Начальник поднял голову и осмотрел своего помощника с головы до ног.
- Вы слишком плотно ужинаете, Симкинс. К сорока годам у вас будет
свыше ста килограммов. Жир вреден, ибо развивает добродушие. У хорошего
человека злость сидит в костях, а не в жире. Сколько их было, этих
искусственников? Тридцать два, вы сказали?
- Сорок восемь. Крен говорит о тридцати двух потому, что они ему всех
ближе. Но всего их было сорок восемь. Ни один пока не пойман.
- Оставьте дневник и можете идти.
Когда следователь осторожно закрыл за собой дверь, начальник
пододвинул обгоревшую тетрадь. От первых страниц ничего не осталось,
многое отсутствовало и на следующих, но середина и конец составляли почти
связный текст. Начальник читал с интересом, временами качал головой и - не
то удивленно, не то восхищенно - бормотал про себя: "Прохвост же! Ну и
прохвост! Двадцать пять - и ни года меньше!"
*
...потрясенный. Я стремился лишь к этому восемь мучительно трудных
лет - нет, я не мог поверить! Это было слишком хорошо, немыслимо хорошо! Я
заметался по комнате, чуть не плакал; думаю, взгляни кто со стороны, решил
бы, что я сошел с ума, - так я был рад! Потом я сказал: возьми себя в
руки, он настал, наконец, час твоего торжества - весь мир вскоре падет к
твоим ногам! Я прикрикнул на себя: и на меньшее, чем мир, не соглашайся,
руки у тебя достаточно сильны, чтобы поиграть этим шариком; нет, говорю
тебе, нет, ты не напрасно потрудился, человечество отметит тебя среди
величайших благодетелей! После этого я приблизился к аппарату. Колени у
меня дрожали. Шарик жил, пульсировал, расчле...

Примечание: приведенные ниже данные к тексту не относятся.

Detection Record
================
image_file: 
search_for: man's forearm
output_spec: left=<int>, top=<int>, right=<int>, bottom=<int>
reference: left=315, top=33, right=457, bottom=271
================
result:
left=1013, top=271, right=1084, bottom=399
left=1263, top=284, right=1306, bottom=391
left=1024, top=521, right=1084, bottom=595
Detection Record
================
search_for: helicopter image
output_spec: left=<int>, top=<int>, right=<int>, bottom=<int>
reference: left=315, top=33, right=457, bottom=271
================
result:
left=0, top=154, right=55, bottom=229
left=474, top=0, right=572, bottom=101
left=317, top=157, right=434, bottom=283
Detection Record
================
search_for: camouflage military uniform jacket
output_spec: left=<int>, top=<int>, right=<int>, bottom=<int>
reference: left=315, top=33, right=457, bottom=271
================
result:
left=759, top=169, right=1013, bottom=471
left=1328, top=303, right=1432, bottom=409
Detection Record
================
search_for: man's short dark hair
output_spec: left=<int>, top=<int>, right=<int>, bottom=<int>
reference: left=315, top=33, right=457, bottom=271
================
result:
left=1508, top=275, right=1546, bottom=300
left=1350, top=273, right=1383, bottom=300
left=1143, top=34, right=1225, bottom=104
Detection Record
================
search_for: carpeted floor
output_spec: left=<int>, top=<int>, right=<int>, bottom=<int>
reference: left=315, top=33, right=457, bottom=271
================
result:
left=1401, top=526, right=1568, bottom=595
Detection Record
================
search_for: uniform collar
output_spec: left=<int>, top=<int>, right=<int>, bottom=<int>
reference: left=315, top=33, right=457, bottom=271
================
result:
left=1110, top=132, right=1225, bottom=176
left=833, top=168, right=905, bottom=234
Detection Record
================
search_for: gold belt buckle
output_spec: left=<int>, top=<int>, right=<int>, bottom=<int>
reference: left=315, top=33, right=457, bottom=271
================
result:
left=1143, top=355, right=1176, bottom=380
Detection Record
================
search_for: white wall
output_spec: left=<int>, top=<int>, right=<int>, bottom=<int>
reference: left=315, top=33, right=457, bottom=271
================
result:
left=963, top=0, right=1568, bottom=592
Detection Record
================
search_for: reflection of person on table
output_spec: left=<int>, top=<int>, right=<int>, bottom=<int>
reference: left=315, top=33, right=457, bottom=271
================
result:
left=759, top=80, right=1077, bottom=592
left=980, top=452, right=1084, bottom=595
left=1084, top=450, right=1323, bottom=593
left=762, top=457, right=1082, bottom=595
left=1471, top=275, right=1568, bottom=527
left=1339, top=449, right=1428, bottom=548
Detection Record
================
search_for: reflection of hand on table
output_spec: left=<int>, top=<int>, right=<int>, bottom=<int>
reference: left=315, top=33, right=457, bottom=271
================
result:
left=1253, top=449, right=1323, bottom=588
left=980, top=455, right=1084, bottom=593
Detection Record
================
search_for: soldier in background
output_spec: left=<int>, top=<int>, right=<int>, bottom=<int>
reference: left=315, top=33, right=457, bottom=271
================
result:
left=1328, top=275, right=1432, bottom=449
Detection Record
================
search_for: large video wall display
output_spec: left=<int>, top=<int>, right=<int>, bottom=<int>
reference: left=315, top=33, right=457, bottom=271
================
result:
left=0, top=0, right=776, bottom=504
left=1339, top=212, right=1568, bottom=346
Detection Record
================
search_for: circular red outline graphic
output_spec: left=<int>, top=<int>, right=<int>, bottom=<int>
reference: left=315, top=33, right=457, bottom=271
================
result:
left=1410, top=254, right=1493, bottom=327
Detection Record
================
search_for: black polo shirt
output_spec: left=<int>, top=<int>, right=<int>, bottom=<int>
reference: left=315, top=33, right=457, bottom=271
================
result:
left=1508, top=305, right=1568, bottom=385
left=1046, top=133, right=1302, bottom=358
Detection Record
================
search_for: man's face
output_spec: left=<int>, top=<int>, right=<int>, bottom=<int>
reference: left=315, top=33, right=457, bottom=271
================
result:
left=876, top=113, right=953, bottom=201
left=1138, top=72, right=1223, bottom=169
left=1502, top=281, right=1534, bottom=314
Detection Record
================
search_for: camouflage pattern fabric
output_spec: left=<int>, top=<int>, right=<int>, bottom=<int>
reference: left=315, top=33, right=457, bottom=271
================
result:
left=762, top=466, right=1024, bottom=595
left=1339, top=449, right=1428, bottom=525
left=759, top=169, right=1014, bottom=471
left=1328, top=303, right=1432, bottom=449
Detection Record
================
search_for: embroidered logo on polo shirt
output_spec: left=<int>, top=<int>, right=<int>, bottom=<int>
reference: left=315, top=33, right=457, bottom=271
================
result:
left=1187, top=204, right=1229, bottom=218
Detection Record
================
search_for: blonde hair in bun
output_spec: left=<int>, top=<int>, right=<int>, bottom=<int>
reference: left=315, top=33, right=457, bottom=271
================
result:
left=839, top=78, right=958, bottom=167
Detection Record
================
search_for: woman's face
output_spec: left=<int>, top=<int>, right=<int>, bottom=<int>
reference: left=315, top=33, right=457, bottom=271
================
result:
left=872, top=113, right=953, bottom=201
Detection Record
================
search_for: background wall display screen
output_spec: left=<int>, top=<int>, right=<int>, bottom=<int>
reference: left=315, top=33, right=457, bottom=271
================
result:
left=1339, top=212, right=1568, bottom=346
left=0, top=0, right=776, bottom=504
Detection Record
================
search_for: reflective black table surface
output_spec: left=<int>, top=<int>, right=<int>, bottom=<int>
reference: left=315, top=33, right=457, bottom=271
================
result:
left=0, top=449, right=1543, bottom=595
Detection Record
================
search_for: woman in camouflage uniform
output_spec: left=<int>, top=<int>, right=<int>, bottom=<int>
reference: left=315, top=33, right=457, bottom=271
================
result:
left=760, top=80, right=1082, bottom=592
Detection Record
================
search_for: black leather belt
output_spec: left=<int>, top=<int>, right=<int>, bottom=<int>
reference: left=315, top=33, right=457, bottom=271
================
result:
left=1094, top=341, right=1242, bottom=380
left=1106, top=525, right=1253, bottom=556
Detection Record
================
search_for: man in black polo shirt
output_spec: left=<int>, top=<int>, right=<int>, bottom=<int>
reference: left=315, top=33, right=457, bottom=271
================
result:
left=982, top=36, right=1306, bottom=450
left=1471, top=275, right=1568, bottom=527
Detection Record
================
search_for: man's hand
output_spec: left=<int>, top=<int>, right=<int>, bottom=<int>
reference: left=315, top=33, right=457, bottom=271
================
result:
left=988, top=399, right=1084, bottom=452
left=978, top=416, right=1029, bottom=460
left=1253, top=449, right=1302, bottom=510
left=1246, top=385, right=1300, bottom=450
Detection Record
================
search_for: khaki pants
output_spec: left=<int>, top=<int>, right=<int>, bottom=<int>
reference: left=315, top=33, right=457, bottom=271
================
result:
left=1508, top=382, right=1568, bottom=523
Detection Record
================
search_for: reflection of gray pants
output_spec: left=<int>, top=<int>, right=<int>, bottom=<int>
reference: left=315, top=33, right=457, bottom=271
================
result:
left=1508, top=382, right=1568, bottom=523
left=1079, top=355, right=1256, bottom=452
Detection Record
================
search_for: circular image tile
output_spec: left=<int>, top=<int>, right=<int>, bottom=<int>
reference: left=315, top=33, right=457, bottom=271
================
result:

...пошел на убыль: четыре дня реального существования после восьми
лет горячечных мечтаний и математических расчетов! Здесь важен факт - мне
удалось материализовать мысли, остальное - детали; детали можно
переделывать и дорабатывать. Я почувствовал усталость: четверо суток без
сна - даже для меня это многовато. Я в последний раз полюбовался
рассасывающимся в растворе комочком. Я знал, что когда проснусь, комочка
не будет. Он был - лишь это имело значение! Я повалился на диван...
...Черт! - сказал он. - Счет электрической компании за этот месяц
чудовищный! Вы не жуете эти проклятые киловатты, профессор Крен?
- Не понимаю, чего вы хотите, доктор Паркер? - сказал я, сжимая под
столом руки. Я не хотел, чтобы он заметил, что я волнуюсь.
- Отлично понимаете! То, что легко разрешают себе частные компании,
нам недоступно. Налогоплательщики раскошеливаются на полицию, а не на
науку.
- Вычтите из моего жалования за лекции. Хоть за три года вперед!
Он фыркнул. У него была рожа самодовольной жабы. Он растянул до ушей
синеватые губы. В его выпуклых глазах мерцали зеленые огоньки. Я его
ненавидел.
- Вы нахал, Крен! Может, вы припомните, видали вы в последнем
семестре кого-нибудь из своих студентов?
Я молчал. В эту зиму я не прочитал ни одной лекции. Я ссылался на
нездоровье, на неполадки с аппаратами, находил тысячи других причин, чтобы
не появляться в аудитории. Меня корчило от мысли, что придется забросить
эксперименты хоть на час. Изредка встречая студентов во дворе колледжа, я
отворачивался и торопился пройти мимо.
- Вы израсходовали свое жалование за десять лет вперед, - продолжал
Паркер. - Два таких профессора, как вы, выпустят в трубу любой
университет...
...миллиарды лет! Я содрогнулся, представив себе безмерный
однообразный бег столетий, начавшийся с момента, как первый комочек
протоплазмы стал развиваться в мыслящую субстанцию. Продолжительность
человеческой жизни рядом с продолжительностью процесса, создавшего ее, -
песчинка у подножия Монблана! Что сложнее? Быть готовой песчинкой или
нагромождать гору, порождающую песчинку? Я задал себе этот вопрос и
ужаснулся - ответ был иной, чем я ожидал. Ровно три миллиарда лет
понадобилось природе, чтобы даровать женщине умение за девять месяцев
породить новую жизнь. Труд женщины и природы несоизмерим. "Монблан и
песчинка!" - твердил я себе, шагая по лаборатории из угла в угол.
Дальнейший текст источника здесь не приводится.